Buie builds daunting plasma table
While using a plasma cutter, any wrong move could send a shard of scorching hot metal firing into the air— potentially burning someone’s skin, getting into their eyes, or even worse.
Junior Josh Buie and welding teacher Derek Coffee have been working on a year-long secret project in the welding room. It’s a torchmate 4400 series plasma cutting C&C table, or in other words, a computer-controlled machine that cuts metal using “lightning bolt” science.
“I was tired of looking at the thing,” Buie said. “So, I asked the welding teacher, Mr. Coffee, if I could set it up. I asked him what it was, and he suggested that I set it up for him.”
The plasma table uses electricity to simulate something similar to lightning bolts so that the metal can be cut cleanly and efficiently.
“Aside from the time it tried to kill me twice, in which both times I was trying to pull out the power plug and it short-socketed me, it’s not really dangerous,” Buie said. “It has the potential to be very dangerous if you were to misuse it.”
Buie had help from the school construction crew in putting the table together and making it do its job, as well as much-needed help every time it would break down.
“It breaks every single day,” Buie said. “It’s very discouraging. I wait on a customer support line every day and wait for a response.

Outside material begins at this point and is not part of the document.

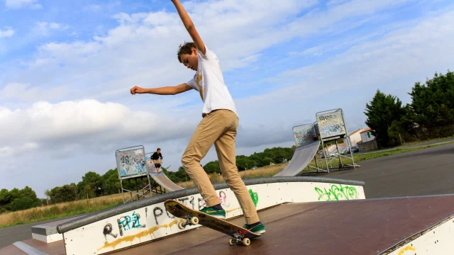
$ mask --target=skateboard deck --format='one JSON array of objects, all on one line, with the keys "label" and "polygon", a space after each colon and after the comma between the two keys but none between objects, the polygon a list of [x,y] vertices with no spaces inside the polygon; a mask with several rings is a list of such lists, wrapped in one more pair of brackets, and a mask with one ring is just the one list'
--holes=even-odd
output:
[{"label": "skateboard deck", "polygon": [[224,220],[218,219],[200,211],[193,210],[177,200],[167,200],[164,203],[164,205],[169,212],[175,217],[186,220],[186,222],[180,222],[178,223],[178,227],[180,230],[183,230],[188,225],[195,225],[200,224],[202,226],[231,236],[232,238],[228,240],[230,245],[243,243],[243,244],[247,246],[250,244],[250,239],[262,236]]}]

In the end, it always gets fixed.”
Due to how unpredictable and potentially dangerous this device could be, only a select few people are allowed to use it and work with it.
“One time, we were trying to cut metal with an 80 amp nozzle,” Buie said. “At 60 amps, I was cutting out two squares. One was just fine. On the second one, the plasma torch came out of the socket, realigned itself at a higher position and started arcing electricity all over the metal. There was a lightning bolt dancing across metal, which can be very dangerous.”
Coffee’s other classes hope to be able to use the plasma cutter for future projects and potential lessons. At the moment, the table is nowhere near being finished.
“I love welding,” Buie said. “Bending lightning to melt metal is pretty cool. [The plasma table] will be done eventually. I’m not a certified technician. Our whole team has been spending every chance we get to work on it, and I’m trying my best.”